The hard light of the moon fell directly on her face and I could see a small, bitter smile on her mouth.

“Are you difficult to please?”

“I suppose so. Marriage is very permanent — at least it is to me. I feel the way you do about it.”

“One must have love. I never really loved my husband. I married him for security. Before I met him I had nothing. I would be a lot happier now if I still had nothing except my freedom.”

“You can still have your freedom.”

“Not now. If I left him, I’d have my conscience to torment me. A conscience is a sterner prison than anything else in the world.”

“My conscience never bothers me, but I guess I can understand about yours.”

“I don’t know what I am going to think of myself tomorrow,” she said, tracing her forefinger idly along the verandah rail. “I came out here on the spur of the moment. I wanted you to understand...”

I put my hand over hers.

“Gilda—”

She turned and looked at me... She was trembling.

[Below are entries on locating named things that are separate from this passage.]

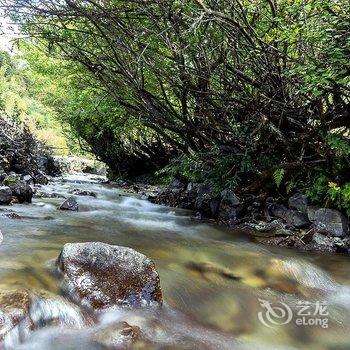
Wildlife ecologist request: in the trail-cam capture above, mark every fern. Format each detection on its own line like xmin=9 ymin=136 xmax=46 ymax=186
xmin=273 ymin=168 xmax=286 ymax=188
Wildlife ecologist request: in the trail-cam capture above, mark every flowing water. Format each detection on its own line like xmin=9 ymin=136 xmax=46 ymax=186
xmin=0 ymin=175 xmax=350 ymax=350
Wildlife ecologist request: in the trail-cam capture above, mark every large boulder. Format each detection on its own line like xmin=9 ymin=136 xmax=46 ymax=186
xmin=60 ymin=197 xmax=79 ymax=211
xmin=69 ymin=188 xmax=96 ymax=197
xmin=0 ymin=186 xmax=12 ymax=204
xmin=269 ymin=204 xmax=311 ymax=228
xmin=307 ymin=207 xmax=348 ymax=237
xmin=57 ymin=242 xmax=162 ymax=309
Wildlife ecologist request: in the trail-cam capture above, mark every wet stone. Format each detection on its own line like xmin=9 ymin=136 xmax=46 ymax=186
xmin=57 ymin=242 xmax=162 ymax=309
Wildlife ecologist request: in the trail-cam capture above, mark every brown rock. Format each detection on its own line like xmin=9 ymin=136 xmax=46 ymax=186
xmin=57 ymin=242 xmax=162 ymax=308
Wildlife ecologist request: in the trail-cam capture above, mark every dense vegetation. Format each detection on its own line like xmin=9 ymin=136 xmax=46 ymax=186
xmin=0 ymin=0 xmax=350 ymax=210
xmin=0 ymin=52 xmax=68 ymax=154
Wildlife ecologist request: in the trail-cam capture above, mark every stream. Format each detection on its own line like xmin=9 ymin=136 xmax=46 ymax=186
xmin=0 ymin=175 xmax=350 ymax=350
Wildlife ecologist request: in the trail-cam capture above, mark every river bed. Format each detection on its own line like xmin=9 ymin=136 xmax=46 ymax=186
xmin=0 ymin=175 xmax=350 ymax=350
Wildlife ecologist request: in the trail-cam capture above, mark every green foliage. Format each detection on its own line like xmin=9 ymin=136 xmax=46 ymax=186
xmin=0 ymin=52 xmax=67 ymax=154
xmin=306 ymin=174 xmax=329 ymax=204
xmin=273 ymin=168 xmax=286 ymax=188
xmin=326 ymin=133 xmax=350 ymax=157
xmin=3 ymin=0 xmax=350 ymax=208
xmin=306 ymin=175 xmax=350 ymax=216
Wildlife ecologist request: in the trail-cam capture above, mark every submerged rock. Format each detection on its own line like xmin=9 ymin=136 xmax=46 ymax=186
xmin=60 ymin=197 xmax=79 ymax=211
xmin=0 ymin=186 xmax=12 ymax=204
xmin=308 ymin=207 xmax=348 ymax=237
xmin=10 ymin=181 xmax=33 ymax=203
xmin=57 ymin=242 xmax=162 ymax=309
xmin=69 ymin=188 xmax=96 ymax=197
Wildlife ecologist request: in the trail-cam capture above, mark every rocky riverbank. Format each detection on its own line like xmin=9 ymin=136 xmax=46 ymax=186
xmin=119 ymin=177 xmax=350 ymax=254
xmin=0 ymin=117 xmax=60 ymax=205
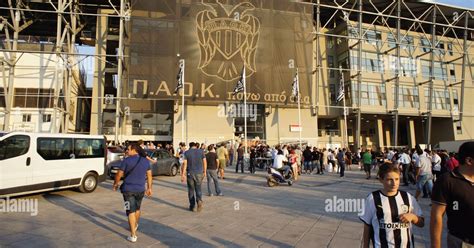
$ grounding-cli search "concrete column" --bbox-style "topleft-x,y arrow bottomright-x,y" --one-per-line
407,119 -> 416,148
384,125 -> 392,146
376,119 -> 384,148
90,11 -> 108,134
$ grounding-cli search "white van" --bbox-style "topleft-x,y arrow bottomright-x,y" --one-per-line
0,132 -> 107,197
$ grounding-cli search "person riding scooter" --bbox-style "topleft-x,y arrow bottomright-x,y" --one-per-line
272,149 -> 291,178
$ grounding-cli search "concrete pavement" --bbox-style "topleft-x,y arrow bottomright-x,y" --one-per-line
0,167 -> 444,248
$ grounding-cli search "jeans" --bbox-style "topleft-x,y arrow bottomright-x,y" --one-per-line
207,170 -> 221,194
339,162 -> 346,177
402,164 -> 409,185
235,157 -> 244,173
186,173 -> 203,209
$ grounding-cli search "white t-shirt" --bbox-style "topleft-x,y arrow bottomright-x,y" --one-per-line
359,190 -> 423,248
273,154 -> 288,169
415,156 -> 433,175
431,153 -> 441,171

“Gilda, I’m crazy about you—”

“Oh, darling, I’m such a hypocrite,” she said breathlessly. “I’m so ashamed, but the moment I saw you...”

I had her in my arms and her mouth was against mine. We clung to each other and I could feel the yearning, the crying out of her body as she pressed against me.

I picked her up in my arms and carried her into the cabin.

The brown owl that always sits on the roof of the garage flew suddenly across the face of the moon.

It made a small, insignificant shadow.

Chapter II

I

She came to my cabin for three successive nights, and we made love.

It was hurried, furtive love, and after the first shock of excitement had passed, it was unsatisfactory love — anyway, for me.

She was frightened someone would see her coming or leaving my cabin. She was terrified her husband would find out she was being unfaithful to him.

So our love-making was furtive, and it worried me to find how jumpy she was, and how she would sit up abruptly on the bed, her fingers gripping my arm, when there was any unusual sound such as the occasional passing car, the hoot of the owl or the tapping on the roof from a branch of a tree.

Each of these three nights, she stayed with me for less than an hour. Our moments together consisted only of this desperate, violent love-making. We scarcely had time to talk before she wanted to get back to her home, and I knew as little about her now as I had done when I first met her.

But in spite of that, I was in love with her. For me, this union meant much more than the physical act of love. It bothered me to know that her husband had such a powerful influence over her.

If she talked about anything, it was about him. I didn’t want to listen to what she had to say about him. I wanted her to talk about herself, and I longed for her to talk about me, but she didn’t.

“I would never forgive myself if he found out,” she said as she dressed on the third night of our love-making. “I keep thinking he might be wanting me. In the past, he has had nights of pain, and he has woken me to give him something to make him sleep. He could be calling for me now.”